The impact of such precarious forms of employment is many and varied, ranging from lower social and working conditions for crew, unfair competitive pressures. Also has led to legal uncertainties and the potential to disrupt the level playing field between airlines.

Some “unscrupulous” companies or even some Member States take advantage of this “patchwork” of regulations and their lack of precision and control by a competent authority to optimize their productivity gains and thus reduce their operating costs, to the detriment of aircrews, with the consequence to find themselves in precarious employment conditions. “Such employment schemes” monitored by the temporary working agencies encourage both social dumping and unfair competition.

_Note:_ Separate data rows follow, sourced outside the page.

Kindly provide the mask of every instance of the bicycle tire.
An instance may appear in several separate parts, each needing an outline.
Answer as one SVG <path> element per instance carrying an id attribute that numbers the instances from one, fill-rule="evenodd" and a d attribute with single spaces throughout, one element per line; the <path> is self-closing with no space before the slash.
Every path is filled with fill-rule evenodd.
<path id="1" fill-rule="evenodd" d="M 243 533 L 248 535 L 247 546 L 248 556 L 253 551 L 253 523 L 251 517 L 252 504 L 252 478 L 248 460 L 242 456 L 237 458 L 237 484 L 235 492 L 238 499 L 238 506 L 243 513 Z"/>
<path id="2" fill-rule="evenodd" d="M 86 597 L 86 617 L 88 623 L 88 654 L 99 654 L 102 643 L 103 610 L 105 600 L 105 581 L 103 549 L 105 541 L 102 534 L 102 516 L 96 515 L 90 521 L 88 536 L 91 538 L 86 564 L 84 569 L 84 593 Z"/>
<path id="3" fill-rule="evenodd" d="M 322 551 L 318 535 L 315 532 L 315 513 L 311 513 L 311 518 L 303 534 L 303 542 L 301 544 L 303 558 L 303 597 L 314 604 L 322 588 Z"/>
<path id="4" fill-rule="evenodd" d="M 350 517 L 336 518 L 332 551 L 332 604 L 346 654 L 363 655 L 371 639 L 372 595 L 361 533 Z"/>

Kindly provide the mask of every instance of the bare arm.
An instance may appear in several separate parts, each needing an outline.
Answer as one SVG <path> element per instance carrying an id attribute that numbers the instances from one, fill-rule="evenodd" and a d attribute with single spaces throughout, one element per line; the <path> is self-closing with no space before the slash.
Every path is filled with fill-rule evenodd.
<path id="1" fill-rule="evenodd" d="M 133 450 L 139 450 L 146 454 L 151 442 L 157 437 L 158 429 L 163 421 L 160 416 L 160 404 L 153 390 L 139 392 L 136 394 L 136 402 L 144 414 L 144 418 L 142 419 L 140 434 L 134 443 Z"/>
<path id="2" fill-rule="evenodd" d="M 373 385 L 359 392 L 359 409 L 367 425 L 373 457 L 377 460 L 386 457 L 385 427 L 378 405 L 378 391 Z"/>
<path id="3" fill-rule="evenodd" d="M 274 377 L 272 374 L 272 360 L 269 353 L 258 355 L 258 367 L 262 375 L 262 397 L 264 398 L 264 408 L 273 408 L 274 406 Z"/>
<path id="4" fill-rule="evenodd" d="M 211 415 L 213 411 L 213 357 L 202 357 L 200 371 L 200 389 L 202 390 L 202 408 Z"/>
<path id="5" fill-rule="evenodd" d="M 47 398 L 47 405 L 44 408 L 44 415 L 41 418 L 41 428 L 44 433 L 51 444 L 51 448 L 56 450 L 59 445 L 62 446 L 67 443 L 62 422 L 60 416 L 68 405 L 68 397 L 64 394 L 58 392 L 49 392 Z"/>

The employment of cabin crews by temporary working agencies mainly used by low-cost airlines seems to be one of the ideal tools to circumvent the European regulations in force thanks to various possible interpretations under the pretext of a lack of clarification and control and a lack of harmonization on such topic and definition between the different Member States. For example, the use of employment through intermediaries sometimes makes it difficult for aircrew to identify their employer and establish the applicable law. They may benefit from different rights and protection levels according to the national legislation that applies to them.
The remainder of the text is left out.